Of course, I cite the above example to illustrate a point. I hardly expect anyone of modest means to hire scene or production artists for a haunted attraction. But try to keep the concept in mind, especially if your plans include building a year-round permanent haunt, or if you work on temporary annual haunts where the same customers return time and again for the thrills and chills that you are surely giving them.

Giving your attraction a visual continuity, even if not immediately apparent to the bystander, is a great way to build and keep the customer base you seek. Sending confusing visual signals (bloodbaths in a supposedly 'G' rated house) can not only subconsciously drive some folks away, but in some cases create the kind of negative publicity that you simply can do without.

In Closing
I can not hope by any stretch of the imagination give full due to the concepts I've raised in this article in six or seven pages. If I do nothing else, I hope to get the gears turning in your heads to think in broader terms; to stimulate your thought, interest, and feedback; to apply proven concepts in a fresh new way; to encourage you to read and learn more about the various topics I've discussed in frustrating brevity.

Every time I think I've thought my ideas through to the minute detail, someone comes along and shatters that illusion. I'll never forget that some of my first communications with halloween-l members Denny Dahm and Bill Lewis centered on an illusion I borrowed from Morris's How To Build A (Financially) Successful Haunted House; namely, the "Vampire Mirror." Though I did not construct the set, I lent ideas to those that did. What was accomplished was amazing given the tight budget (but what a motivated team I had! :-). We had people standing and gaping at the effect in awe that night.

The bottom line is that it is difficult for any one person to give full consideration to the hundreds of details that need to be addressed when producing a haunted attraction. Creative thinking is not the domain of the artist. Anyone with prodding and encouragement can be a creative thinker. It is much more difficult to execute. I (for all the art training I ever had) can not illustrate my way out of a paper bag. I have a fair sense of design, or so I've been told. These days, my artistic diversion consists of dreaming up the next haunt I produce.
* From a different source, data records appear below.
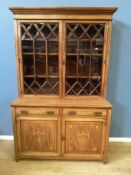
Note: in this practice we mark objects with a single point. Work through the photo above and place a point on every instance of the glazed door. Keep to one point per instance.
(38, 136)
(83, 138)
(84, 58)
(40, 54)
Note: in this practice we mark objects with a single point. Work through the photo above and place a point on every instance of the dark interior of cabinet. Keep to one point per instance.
(84, 56)
(40, 47)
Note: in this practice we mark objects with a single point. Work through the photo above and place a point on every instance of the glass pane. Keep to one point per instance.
(28, 65)
(53, 65)
(40, 65)
(53, 46)
(40, 47)
(84, 55)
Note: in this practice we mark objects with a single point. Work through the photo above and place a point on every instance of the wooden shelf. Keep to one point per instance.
(41, 76)
(37, 53)
(87, 54)
(91, 77)
(26, 39)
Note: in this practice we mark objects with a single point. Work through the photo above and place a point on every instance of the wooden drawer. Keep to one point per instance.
(85, 112)
(36, 110)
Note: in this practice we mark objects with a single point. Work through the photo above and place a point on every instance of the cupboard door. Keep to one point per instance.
(38, 136)
(40, 58)
(85, 43)
(83, 138)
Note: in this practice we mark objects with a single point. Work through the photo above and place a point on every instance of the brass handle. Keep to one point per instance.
(50, 112)
(24, 112)
(98, 114)
(71, 113)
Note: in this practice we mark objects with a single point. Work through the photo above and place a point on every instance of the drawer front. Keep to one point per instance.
(36, 110)
(85, 112)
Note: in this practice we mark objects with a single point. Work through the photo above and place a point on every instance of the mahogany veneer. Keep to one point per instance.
(62, 65)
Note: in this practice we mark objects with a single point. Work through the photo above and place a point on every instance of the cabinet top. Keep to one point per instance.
(63, 10)
(87, 103)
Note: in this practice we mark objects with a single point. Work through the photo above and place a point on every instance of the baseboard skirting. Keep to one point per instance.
(111, 139)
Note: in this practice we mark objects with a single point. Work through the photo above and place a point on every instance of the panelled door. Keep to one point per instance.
(84, 58)
(40, 54)
(83, 137)
(38, 135)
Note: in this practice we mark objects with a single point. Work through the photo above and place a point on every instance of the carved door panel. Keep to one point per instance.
(82, 137)
(38, 136)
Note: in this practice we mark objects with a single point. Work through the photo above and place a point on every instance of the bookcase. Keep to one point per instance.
(62, 56)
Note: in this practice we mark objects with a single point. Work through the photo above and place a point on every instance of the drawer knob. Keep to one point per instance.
(50, 112)
(72, 113)
(98, 113)
(24, 112)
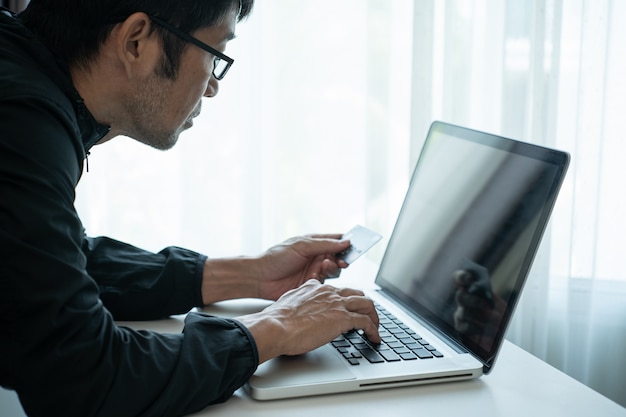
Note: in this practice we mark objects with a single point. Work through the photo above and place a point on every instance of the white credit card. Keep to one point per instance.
(361, 239)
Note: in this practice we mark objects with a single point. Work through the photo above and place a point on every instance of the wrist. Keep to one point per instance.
(227, 279)
(267, 332)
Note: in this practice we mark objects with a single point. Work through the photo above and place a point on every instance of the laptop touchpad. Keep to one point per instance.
(320, 365)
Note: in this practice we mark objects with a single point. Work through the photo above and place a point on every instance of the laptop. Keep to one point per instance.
(452, 272)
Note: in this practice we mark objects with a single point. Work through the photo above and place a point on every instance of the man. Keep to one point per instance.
(76, 73)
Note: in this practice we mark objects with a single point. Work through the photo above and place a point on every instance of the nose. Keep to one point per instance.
(212, 87)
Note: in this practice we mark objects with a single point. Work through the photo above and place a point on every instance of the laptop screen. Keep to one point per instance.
(468, 230)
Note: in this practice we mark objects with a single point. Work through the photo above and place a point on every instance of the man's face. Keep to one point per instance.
(161, 109)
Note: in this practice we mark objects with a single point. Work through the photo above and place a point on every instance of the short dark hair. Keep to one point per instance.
(76, 29)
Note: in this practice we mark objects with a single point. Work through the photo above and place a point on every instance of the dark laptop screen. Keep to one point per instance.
(469, 227)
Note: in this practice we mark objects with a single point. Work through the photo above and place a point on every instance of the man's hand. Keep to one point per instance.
(295, 261)
(281, 268)
(308, 317)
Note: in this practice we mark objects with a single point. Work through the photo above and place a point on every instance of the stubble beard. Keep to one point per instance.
(146, 113)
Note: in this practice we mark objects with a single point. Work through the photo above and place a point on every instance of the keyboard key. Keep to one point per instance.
(372, 356)
(389, 355)
(341, 343)
(423, 353)
(408, 356)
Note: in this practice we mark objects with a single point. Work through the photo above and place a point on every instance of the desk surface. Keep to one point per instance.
(519, 385)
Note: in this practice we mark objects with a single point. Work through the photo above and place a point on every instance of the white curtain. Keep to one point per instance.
(320, 121)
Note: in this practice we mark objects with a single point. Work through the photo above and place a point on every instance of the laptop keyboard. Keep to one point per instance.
(399, 343)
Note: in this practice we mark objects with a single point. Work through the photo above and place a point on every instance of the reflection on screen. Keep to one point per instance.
(463, 236)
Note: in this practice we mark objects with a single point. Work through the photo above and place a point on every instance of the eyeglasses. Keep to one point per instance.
(221, 63)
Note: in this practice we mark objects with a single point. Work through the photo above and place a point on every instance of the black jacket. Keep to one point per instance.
(60, 291)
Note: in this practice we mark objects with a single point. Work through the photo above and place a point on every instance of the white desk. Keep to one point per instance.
(520, 385)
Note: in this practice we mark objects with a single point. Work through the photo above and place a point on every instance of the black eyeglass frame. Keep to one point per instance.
(187, 37)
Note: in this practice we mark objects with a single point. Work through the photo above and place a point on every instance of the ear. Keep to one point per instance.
(137, 49)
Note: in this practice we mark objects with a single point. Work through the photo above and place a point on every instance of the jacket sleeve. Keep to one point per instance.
(59, 346)
(136, 284)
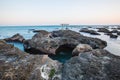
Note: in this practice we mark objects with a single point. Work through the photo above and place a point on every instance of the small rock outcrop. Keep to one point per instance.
(18, 65)
(50, 43)
(118, 33)
(94, 65)
(103, 30)
(17, 38)
(80, 49)
(114, 31)
(89, 31)
(113, 36)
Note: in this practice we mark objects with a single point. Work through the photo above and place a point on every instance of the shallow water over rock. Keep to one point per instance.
(62, 56)
(17, 44)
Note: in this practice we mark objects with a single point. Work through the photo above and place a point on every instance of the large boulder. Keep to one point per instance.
(103, 30)
(17, 38)
(113, 36)
(50, 43)
(114, 31)
(94, 65)
(89, 31)
(80, 49)
(118, 33)
(18, 65)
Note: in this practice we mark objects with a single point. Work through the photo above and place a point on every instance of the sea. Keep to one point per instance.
(113, 45)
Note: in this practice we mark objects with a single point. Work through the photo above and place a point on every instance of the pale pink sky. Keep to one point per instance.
(37, 12)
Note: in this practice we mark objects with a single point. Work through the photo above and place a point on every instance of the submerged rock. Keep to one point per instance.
(81, 48)
(118, 33)
(94, 65)
(89, 31)
(103, 30)
(51, 43)
(18, 65)
(114, 31)
(41, 31)
(17, 38)
(113, 36)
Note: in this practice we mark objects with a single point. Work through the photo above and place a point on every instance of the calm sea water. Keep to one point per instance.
(26, 32)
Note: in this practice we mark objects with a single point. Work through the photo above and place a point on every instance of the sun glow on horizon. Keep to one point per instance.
(36, 12)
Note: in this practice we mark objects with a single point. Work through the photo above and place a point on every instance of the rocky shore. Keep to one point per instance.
(89, 60)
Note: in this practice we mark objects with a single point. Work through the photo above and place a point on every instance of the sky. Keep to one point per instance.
(46, 12)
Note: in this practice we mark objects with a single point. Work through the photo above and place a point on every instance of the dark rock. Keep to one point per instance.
(118, 28)
(89, 31)
(41, 31)
(114, 31)
(103, 30)
(94, 65)
(17, 37)
(118, 33)
(81, 48)
(18, 65)
(113, 36)
(108, 33)
(51, 43)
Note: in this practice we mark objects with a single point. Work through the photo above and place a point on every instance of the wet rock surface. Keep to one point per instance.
(80, 49)
(17, 38)
(50, 43)
(94, 65)
(105, 30)
(18, 65)
(88, 64)
(113, 36)
(89, 31)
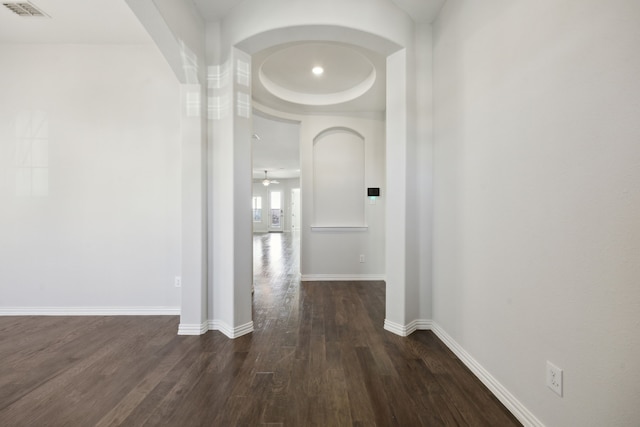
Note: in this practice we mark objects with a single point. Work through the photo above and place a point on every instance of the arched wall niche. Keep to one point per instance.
(339, 178)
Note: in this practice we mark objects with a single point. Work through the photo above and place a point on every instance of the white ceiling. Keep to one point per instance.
(353, 80)
(277, 151)
(419, 10)
(74, 21)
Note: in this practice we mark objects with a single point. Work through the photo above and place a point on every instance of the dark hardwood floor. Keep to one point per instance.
(318, 357)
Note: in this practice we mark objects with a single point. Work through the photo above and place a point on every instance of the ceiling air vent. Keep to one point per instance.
(24, 9)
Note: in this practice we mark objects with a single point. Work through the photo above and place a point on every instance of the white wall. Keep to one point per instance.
(537, 202)
(106, 232)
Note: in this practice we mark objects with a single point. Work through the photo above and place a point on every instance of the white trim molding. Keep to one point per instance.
(230, 332)
(339, 227)
(89, 311)
(192, 328)
(342, 277)
(513, 405)
(499, 391)
(406, 330)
When all is said and done, whatever I accomplish is in no small part due to the input of friends and family - and the haunting community that has come before me as well as those who are my contemporaries.

Always keep your eyes, ears, and mind open to new possibilities. Keep plugging away. Don't be afraid to start from scratch if that's what it takes.

And always - keep up the good work.


Recommended Reading:

  • Tim Burton's Nightmare Before Christmas:The Film, The Art, The Vision
    by FrankThompson Hyperion
  • The World of Animation Kodak Publication No. S-35
    Kodak Motion Picture and Audiovisual Markets Div.
  • Chuck Amuck: The Life and Times of an
    Animated Cartoonist by Chuck Jones Avon Books
  • Of Mice and Magic: A History of American
    Animated Cartoons by Leonard Maltin Plume Books
  • How To Build A Portable Modular Dark Attraction(A Haunted House)
    by J. B. Corn JBC Productions
  • The Monster Show: A Cultural History of Horror
    by David J. Skal W.W. Norton & Company
  • Scene Design and Stage Lighting (3rd Ed.) by
    W. Oren Parker and Harvey K. Smith Holt, Rinehart & Winston, Inc.